Y si acaso alguno admite el duelo y se niega a retroceder, los conductores acaban frenando, cierto, aunque justo a 10 centímetros del cobaya, rabiosos y con un gesto torvo que parece decir: "Te espero a la próxima".
Por otra parte, tampoco se puede decir que entre ellos practiquen la solidaridad. No deja de resultar curioso observar cómo se desenvuelven en los embotellamientos. Se lían, resoplan, rugen, empujan, bloquean los cruces, y cualquier día, lo aviso, se van a hacer un ocho y les va a resultar imposible salir de allí. De lo cual me alegraré.
Pero es en los semáforos donde mejor se conoce la verdadera faz de esta gente. Los automovilistas odian los semáforos (parados, sin tracción, se sienten como en pelotas) y de ahí que desahoguen sus frustraciones hostigando a cualquier vejete rezagado que trata de llegar a la acera perdiendo el aliento. Cierto que muchos peatones, en contrapartida, son unos tramposos y cruzan cuando no les corresponde, pero eso no justifica una venganza tan mezquina.
Definitivamente, el vejete no era culpable de nada. Y esto demuestra que no conviene provocar a los motorizados: son oblicuos de mollera y encima llevan carrocería, una combinación peligrosa como pocas.

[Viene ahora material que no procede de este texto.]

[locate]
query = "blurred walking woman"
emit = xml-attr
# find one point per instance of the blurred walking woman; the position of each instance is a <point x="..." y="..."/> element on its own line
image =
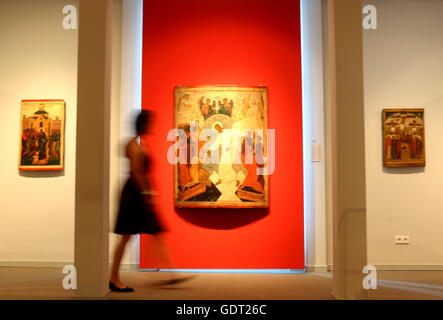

Por eso, cuando nos topamos con un conductor (perteneciente a ese 30% silencioso) que se muestra amable y paciente, que se detiene aunque no sea su obligación, que nos anima a pasar, que incluso nos hace un gesto para tranquilizarnos y explicarnos que él es de fiar, entonces, por eso, no es raro que empiece a temblarnos la barbilla, que se empañen nuestros ojos y que en un arrebato de gratitud sintamos el impulso de plantarle un beso en el chasis.